Mr. Chew’s message is a sharp departure from the aggressive invective TikTok directed at reporting about the app’s tracking practices.

TikTok previously disputed an October 2022 Forbes report saying a China-based team at TikTok’s parent company ByteDance planned to use TikTok to monitor the personal location information of Americans.

The report said the ByteDance team planned to gather locational information for surveillance purposes rather than for such uses as targeted advertisements.

TikTok pushed back on the report, ripping its “rigor and journalistic integrity” on Twitter in October 2022.

“Forbes chose not to include the portion of our statement that disproved the feasibility of its core allegation: TikTok does not collect precise GPS location information from U.S. users, meaning TikTok could not monitor U.S. users in the way the article suggested,” the company said on Twitter via its @TikTokComms account.

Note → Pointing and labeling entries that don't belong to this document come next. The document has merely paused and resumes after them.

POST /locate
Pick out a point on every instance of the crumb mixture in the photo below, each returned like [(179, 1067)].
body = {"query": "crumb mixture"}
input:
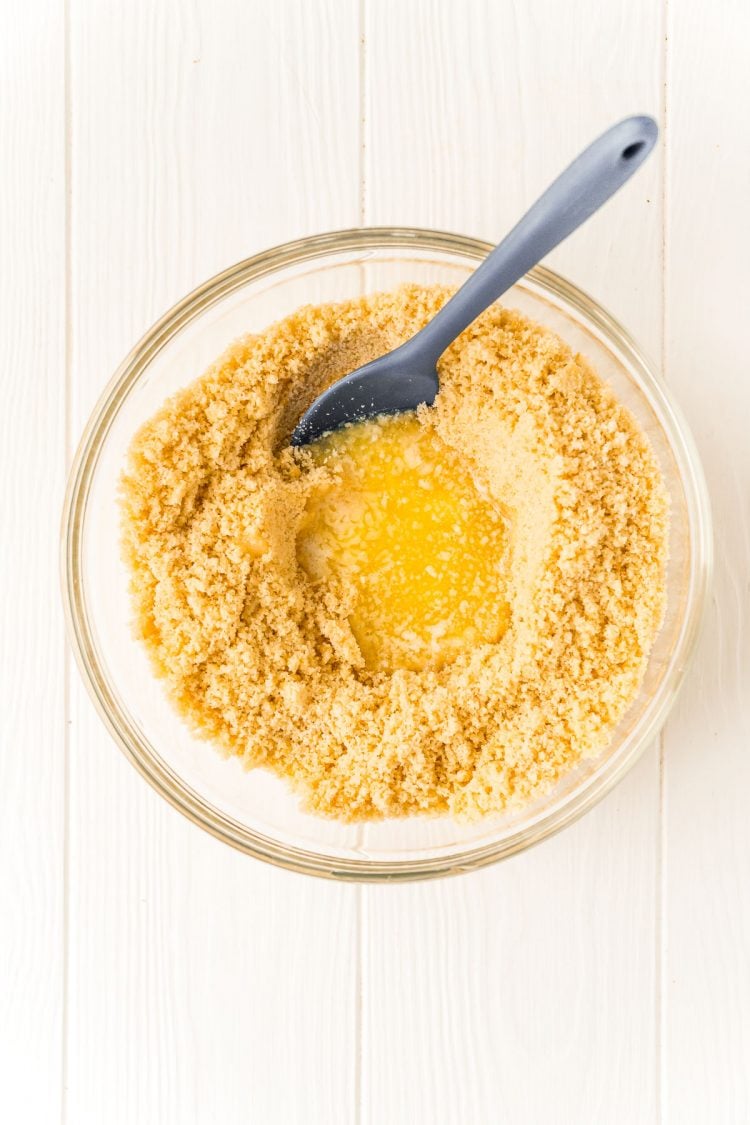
[(403, 534), (259, 649)]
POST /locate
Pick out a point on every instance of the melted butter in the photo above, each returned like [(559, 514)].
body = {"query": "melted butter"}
[(400, 527)]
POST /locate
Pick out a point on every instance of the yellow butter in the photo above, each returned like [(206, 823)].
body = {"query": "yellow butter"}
[(400, 524)]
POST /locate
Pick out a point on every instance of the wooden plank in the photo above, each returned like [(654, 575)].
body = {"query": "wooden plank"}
[(202, 986), (706, 973), (526, 992), (33, 470)]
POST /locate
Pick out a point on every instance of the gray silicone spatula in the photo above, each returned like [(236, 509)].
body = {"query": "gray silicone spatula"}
[(406, 377)]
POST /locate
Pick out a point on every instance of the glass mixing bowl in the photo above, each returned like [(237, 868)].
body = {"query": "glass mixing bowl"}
[(253, 810)]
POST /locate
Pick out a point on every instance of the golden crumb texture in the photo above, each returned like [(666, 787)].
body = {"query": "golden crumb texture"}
[(263, 662)]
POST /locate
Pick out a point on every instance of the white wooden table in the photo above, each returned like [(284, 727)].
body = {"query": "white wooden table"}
[(150, 974)]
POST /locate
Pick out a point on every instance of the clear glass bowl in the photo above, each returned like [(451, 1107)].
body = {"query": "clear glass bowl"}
[(253, 810)]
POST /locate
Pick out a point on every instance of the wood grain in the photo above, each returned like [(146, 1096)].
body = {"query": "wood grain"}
[(525, 993), (202, 987), (707, 761), (602, 978), (33, 473)]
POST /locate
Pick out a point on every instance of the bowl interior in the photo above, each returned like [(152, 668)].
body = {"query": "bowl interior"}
[(253, 809)]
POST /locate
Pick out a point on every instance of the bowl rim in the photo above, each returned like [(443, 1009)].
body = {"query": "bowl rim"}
[(172, 788)]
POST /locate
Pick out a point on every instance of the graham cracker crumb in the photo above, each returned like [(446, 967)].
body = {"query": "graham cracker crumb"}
[(264, 663)]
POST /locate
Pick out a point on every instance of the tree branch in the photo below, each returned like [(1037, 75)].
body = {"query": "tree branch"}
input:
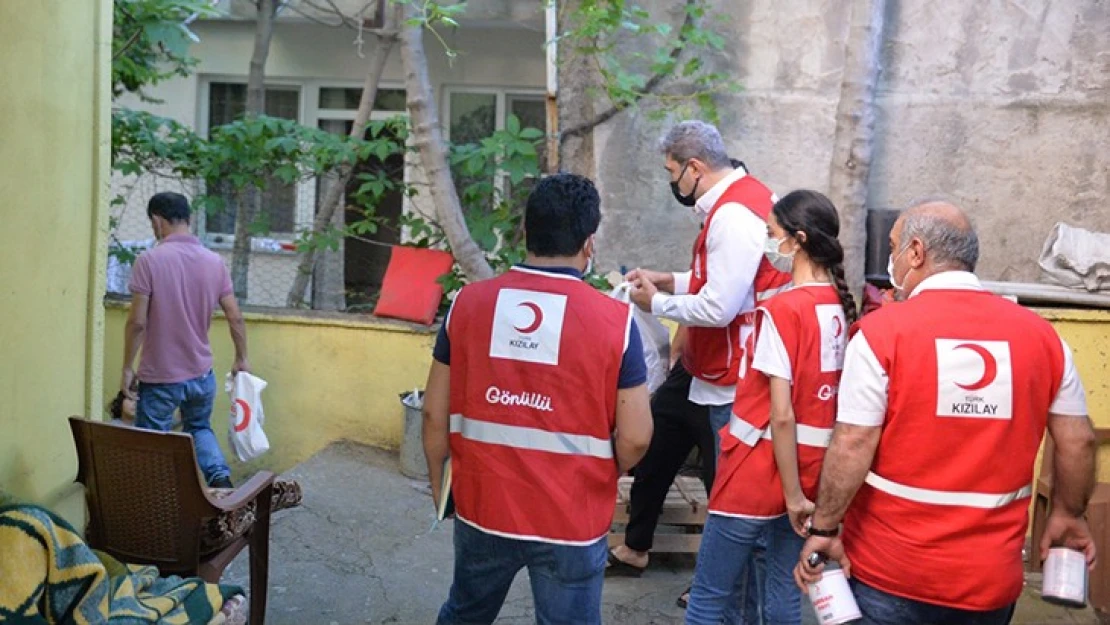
[(649, 87)]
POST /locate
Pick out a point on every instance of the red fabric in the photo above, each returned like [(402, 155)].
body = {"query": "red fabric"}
[(815, 345), (936, 436), (714, 354), (411, 290), (574, 338)]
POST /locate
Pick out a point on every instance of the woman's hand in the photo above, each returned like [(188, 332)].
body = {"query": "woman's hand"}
[(799, 510)]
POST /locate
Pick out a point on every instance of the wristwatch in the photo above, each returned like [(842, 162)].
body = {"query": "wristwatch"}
[(810, 531)]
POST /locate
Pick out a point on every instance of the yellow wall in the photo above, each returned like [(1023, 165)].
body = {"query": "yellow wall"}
[(329, 379), (334, 377), (53, 174), (1088, 333)]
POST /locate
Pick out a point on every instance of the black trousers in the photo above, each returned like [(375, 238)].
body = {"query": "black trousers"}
[(679, 425)]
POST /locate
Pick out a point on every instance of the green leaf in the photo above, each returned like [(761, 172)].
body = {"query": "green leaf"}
[(532, 133)]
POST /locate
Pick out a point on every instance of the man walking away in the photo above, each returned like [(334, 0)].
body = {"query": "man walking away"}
[(944, 402), (174, 289), (537, 392)]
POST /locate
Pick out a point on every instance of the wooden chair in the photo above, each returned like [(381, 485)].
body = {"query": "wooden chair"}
[(1098, 517), (148, 505), (685, 507)]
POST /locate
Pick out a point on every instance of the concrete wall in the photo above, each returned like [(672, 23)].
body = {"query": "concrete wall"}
[(54, 61), (1003, 107), (331, 377)]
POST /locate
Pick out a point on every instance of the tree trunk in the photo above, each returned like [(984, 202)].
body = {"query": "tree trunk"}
[(335, 192), (250, 202), (427, 138), (854, 141), (256, 76), (577, 78)]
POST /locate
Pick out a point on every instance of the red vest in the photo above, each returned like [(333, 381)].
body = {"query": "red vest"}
[(535, 359), (714, 354), (942, 515), (811, 324)]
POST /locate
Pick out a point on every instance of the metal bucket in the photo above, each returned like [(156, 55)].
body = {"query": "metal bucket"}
[(412, 443)]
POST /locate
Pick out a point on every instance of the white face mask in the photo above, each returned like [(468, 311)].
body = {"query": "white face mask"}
[(890, 271), (778, 260)]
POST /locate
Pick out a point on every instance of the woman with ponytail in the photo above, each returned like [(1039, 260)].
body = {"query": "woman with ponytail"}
[(773, 447)]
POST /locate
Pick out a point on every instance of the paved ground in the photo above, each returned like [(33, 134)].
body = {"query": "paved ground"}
[(361, 550)]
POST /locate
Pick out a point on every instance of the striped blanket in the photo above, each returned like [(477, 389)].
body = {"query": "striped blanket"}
[(49, 575)]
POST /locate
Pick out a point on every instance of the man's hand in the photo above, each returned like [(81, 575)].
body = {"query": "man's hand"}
[(1063, 530), (833, 548), (642, 292), (127, 380), (663, 281), (799, 511)]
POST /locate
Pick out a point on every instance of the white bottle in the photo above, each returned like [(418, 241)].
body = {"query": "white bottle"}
[(1065, 577), (831, 596)]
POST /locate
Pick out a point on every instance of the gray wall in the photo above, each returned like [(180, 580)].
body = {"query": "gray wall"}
[(1001, 107)]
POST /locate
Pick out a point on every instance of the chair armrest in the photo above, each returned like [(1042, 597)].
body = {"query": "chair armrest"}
[(246, 493)]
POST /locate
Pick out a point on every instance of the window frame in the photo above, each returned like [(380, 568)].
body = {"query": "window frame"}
[(309, 114), (501, 112)]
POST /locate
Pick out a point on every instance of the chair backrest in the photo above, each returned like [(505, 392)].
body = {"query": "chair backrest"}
[(147, 504)]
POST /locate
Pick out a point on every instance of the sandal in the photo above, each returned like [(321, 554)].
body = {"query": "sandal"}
[(684, 598), (617, 567)]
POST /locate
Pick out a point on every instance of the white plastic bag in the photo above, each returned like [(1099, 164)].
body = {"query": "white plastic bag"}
[(244, 424), (1077, 258), (655, 336)]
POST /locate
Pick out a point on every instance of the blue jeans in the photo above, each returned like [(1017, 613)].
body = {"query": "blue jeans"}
[(884, 608), (726, 546), (158, 403), (566, 581), (752, 581)]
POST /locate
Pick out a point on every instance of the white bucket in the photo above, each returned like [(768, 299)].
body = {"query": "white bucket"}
[(833, 600), (1065, 577)]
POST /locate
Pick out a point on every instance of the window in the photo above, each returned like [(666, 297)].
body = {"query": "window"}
[(346, 99), (472, 116), (226, 103)]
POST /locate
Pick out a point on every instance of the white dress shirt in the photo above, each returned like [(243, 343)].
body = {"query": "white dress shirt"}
[(734, 249), (864, 385)]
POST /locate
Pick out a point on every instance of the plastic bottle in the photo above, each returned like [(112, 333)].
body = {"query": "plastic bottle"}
[(831, 596)]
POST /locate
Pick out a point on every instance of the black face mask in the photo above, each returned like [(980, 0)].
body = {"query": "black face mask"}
[(684, 200)]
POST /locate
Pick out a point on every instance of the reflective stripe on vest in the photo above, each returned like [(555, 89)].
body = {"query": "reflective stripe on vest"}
[(986, 501), (531, 437), (772, 292), (806, 434)]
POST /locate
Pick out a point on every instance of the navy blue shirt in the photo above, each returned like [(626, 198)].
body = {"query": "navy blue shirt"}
[(633, 368)]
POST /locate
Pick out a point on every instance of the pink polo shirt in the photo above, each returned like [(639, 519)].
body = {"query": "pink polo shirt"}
[(184, 282)]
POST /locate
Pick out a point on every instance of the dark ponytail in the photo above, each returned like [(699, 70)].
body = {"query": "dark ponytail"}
[(813, 213)]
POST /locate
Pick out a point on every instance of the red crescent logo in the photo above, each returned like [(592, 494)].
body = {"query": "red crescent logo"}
[(536, 321), (244, 410), (989, 366)]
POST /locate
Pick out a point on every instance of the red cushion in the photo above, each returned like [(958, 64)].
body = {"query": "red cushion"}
[(410, 289)]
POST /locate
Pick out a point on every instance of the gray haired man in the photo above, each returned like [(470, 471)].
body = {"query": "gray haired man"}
[(714, 304), (942, 405)]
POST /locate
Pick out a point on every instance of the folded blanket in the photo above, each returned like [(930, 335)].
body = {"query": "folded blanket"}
[(50, 575)]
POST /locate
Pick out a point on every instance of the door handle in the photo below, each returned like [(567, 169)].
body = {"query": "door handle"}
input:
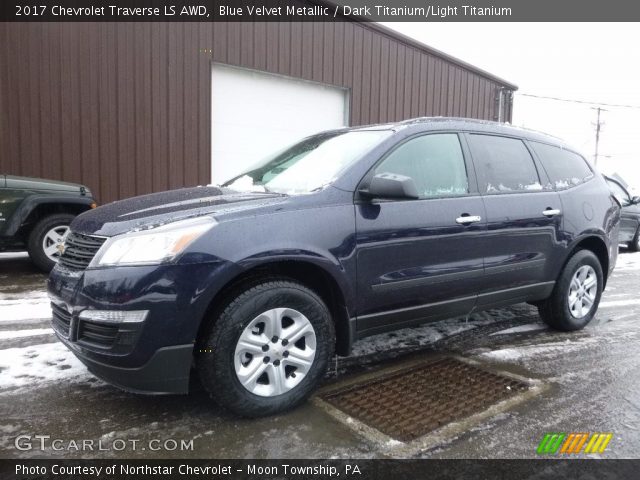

Mr. Chew’s answer to Ms. Dingell said TikTok has collected the precise GPS location information on people in the U.S. and may continue to do so for people who have an outdated version of the app on their devices.

TikTok’s support webpage on its use of location information says it collects “approximate location information” from people’s devices or computer networks, through such things as a SIM card or IP address.

TikTok’s webpage said it may gather GPS data if TikTok users enable “Location Services” but TikTok said the location services feature “may not be available in all regions, including the U.S. and South Korea.”

The TikTok executive’s testimony on Thursday has raised fresh concerns about what user data is accessible to the app’s China-founded parent company ByteDance.

China’s policies of civil-military fusion force businesses to work with the communist government, making any location information gathered by companies subject to Chinese law and thus vulnerable to the communist country’s officials.

Mr. Chew said in written testimony he has not shared U.S. user data with the Chinese government nor received any request to share such data.

Engineers in China had access to U.S. data between September 2021 and January 2022, according to leaked audio of more than 80 internal TikTok meetings accessed by BuzzFeed last year.

ByteDance later said it fired four employees who accessed data on journalists from BuzzFeed News and The Financial Times while tracing a leak of confidential information.

Location information is not the only data that people have concerns about TikTok tracking.

More than half of the 50 U.S. states have governmental websites containing web-tracking code made by ByteDance, according to a Wall Street Journal report published this week, citing new research shared from the Toronto-based company Feroot Security.

• This story is based in part on wire service reports.